If you stay in finance for some time, you have probably made a lot of money by
the time you get out. The plan is to work yourself to death as an investment
banker and hope you made enough to retire (or become a VC, like him) at 35.

Work years for a startup, and you might not have made anything beyond living
expenses. The upside is that the working culture will probably suck less and
winning the startup lottery will make even more money. Also, scamming people
and being a sociopath is optional (but see Uber).

------
7Figures2Commas
> Over the years, I’ve run into many prospective employees in similar
> situations. When I ask them a very obvious question: “What do you want to be
> doing in 10 years?” The answer is invariably “working at or founding a tech
> startup”...

It's great to ask _what_ questions, but they should almost always be followed
by _why_ questions. _Why_ do you want to work at or found a tech startup?

Startups have been glamorized by the media for well over a decade, and the
hype today is at a fever pitch, so it's really no surprise that startups are
so appealing. That doesn't mean that most people have a realistic
understanding of what it's like working at or starting one.

Frankly, "I want to do a tech startup" is as much a red flag as "I want to
make a lot of money." It's so non-specific as to be effectively meaningless. A
startup is just a vehicle, and if you don't have an interest in driving
somewhere specific, you're driving for the sake of driving.

> There is a natural human tendency to make the next step an upward one.

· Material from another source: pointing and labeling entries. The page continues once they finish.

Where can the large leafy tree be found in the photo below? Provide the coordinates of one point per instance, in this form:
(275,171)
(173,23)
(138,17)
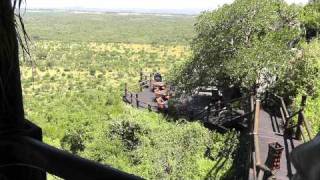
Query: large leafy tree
(245,44)
(310,17)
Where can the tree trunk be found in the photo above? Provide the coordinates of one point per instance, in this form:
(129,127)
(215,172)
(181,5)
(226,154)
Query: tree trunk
(11,106)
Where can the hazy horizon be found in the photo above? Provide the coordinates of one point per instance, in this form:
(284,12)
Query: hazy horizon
(143,6)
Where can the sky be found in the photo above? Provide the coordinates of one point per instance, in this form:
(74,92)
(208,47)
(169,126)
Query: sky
(133,4)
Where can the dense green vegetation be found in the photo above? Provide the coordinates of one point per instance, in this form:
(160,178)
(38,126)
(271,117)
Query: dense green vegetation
(73,86)
(73,89)
(249,44)
(109,27)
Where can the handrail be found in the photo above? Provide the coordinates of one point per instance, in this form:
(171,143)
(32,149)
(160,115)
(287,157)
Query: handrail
(256,158)
(287,119)
(60,163)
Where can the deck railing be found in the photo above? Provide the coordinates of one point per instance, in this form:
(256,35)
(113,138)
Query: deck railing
(288,119)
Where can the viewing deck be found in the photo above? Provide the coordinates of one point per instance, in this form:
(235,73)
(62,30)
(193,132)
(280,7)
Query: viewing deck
(271,130)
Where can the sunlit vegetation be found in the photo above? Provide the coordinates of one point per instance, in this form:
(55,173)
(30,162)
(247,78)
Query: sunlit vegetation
(73,90)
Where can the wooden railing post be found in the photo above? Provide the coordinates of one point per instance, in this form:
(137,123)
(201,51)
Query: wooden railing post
(208,112)
(137,100)
(141,75)
(150,80)
(256,131)
(299,130)
(125,90)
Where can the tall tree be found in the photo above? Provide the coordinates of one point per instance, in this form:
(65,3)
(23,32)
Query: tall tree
(245,44)
(11,107)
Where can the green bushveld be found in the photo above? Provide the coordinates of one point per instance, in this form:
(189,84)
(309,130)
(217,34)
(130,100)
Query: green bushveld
(73,89)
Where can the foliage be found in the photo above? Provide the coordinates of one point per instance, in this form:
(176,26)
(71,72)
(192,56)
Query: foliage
(310,17)
(312,53)
(73,92)
(247,44)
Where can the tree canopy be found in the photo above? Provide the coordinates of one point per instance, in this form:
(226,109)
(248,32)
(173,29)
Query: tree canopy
(247,44)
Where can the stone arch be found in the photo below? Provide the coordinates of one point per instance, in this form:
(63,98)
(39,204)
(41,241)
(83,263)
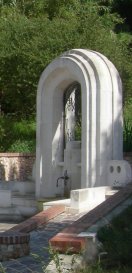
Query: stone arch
(101,118)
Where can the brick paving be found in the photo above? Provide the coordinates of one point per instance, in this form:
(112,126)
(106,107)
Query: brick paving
(69,237)
(39,246)
(64,228)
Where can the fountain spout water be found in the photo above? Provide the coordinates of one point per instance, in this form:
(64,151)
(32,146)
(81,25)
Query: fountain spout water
(65,177)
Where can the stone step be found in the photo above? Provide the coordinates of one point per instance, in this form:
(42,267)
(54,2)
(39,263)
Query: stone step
(71,236)
(10,214)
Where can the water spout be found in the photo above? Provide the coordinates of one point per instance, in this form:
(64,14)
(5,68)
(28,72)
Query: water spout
(65,177)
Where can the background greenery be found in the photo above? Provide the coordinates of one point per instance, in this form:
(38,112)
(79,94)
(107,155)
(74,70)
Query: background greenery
(35,32)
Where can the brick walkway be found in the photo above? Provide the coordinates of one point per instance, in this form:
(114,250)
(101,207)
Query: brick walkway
(69,237)
(62,232)
(39,245)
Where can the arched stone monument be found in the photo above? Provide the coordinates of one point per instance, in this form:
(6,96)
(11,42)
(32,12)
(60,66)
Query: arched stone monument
(90,162)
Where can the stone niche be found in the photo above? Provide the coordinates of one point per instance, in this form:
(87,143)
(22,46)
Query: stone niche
(91,161)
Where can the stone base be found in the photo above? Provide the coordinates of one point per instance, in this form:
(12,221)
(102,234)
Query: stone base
(14,245)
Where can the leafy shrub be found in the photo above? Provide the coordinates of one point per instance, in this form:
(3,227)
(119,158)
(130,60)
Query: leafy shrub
(17,135)
(117,238)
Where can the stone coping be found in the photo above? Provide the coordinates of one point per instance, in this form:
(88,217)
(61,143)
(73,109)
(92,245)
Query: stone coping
(17,154)
(38,219)
(14,243)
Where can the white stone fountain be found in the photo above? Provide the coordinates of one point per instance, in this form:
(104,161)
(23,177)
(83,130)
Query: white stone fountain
(96,163)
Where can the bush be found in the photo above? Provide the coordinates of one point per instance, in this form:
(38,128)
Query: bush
(116,238)
(17,135)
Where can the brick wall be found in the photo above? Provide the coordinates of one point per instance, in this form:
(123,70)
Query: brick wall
(16,166)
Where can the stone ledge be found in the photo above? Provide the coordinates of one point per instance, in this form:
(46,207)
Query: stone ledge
(14,238)
(17,155)
(39,219)
(70,235)
(68,244)
(14,245)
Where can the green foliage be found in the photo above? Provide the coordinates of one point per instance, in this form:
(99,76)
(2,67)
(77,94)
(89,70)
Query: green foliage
(127,132)
(116,238)
(35,32)
(17,135)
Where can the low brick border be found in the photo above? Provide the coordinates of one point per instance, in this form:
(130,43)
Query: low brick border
(63,240)
(14,245)
(41,218)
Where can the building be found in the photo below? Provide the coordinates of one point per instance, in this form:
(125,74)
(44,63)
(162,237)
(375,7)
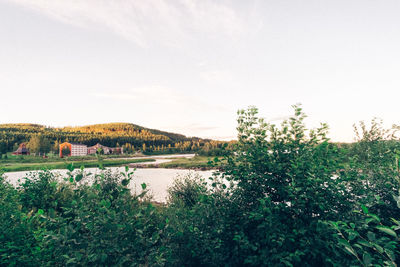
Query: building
(107,150)
(95,148)
(73,149)
(22,150)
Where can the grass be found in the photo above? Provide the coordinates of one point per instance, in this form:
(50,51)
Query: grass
(13,167)
(197,162)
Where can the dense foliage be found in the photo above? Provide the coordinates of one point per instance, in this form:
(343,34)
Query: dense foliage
(286,196)
(131,137)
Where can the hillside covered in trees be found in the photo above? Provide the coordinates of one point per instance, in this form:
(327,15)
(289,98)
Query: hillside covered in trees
(130,136)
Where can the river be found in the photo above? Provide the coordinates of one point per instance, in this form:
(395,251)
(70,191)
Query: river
(157,179)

There's also a natural human tendency to believe that the grass is always
greener somewhere else.

The prototypical Silicon Valley startup can be as demanding as an investment
bank, and a good number are chaotic and dysfunctional to boot. And you don't
have folks like Sam Altman talking about "founder depression" because running
a startup is the next best thing to heaven.

------
vinceguidry
There's a good reason near-term rewards are overvalued relative to long-term
ones. Long term rewards might never happen.

------
dustintran
This is not a good analogy. Money is the obvious reason one stays at the
"lower hill". Thus it is not a question of whether the person can stoop down
from the "lower hill" and get to the "higher" one. It's a question of which
hill is really higher (by that person's standards).

------
K2h
That is difficult to have the resources banked sufficient to leap off the
little hill and find yourself in the desert of despair, to then randomly leap
back to the base of what turns out to be the big mountain, but not have the
clout to climb it. I appreciate the comparison to an optimization search
algorithm, but life is really complicated for most to have the stomach for
that level of risk.

------
chiachun
There is an important difference between the algorithm and personal career:
climbing the other hill has nothing to do with climbing the highest hill, but
that's not the case regarding career development. Startups are creating new
things and jobs, so how do you know that current jobs would not provide
valuable assets in the future?

------
deepGem
Speaking from experience this process does have demerits. For example - how
long before you decide that the hill you just climbed is not the highest. It's
easier to figure out that a banking career is not for you but it's not that
easy to figure out that a startup job is not for you.

------
ojbyrne
It makes me wonder - is there a good hill-climbing algorithm that takes
account of uncertainty - where the hills can go up and down over time as
you're climbing them? I suspect the naive algo might perform better in those
conditions - maxima that are closer to you would be favored.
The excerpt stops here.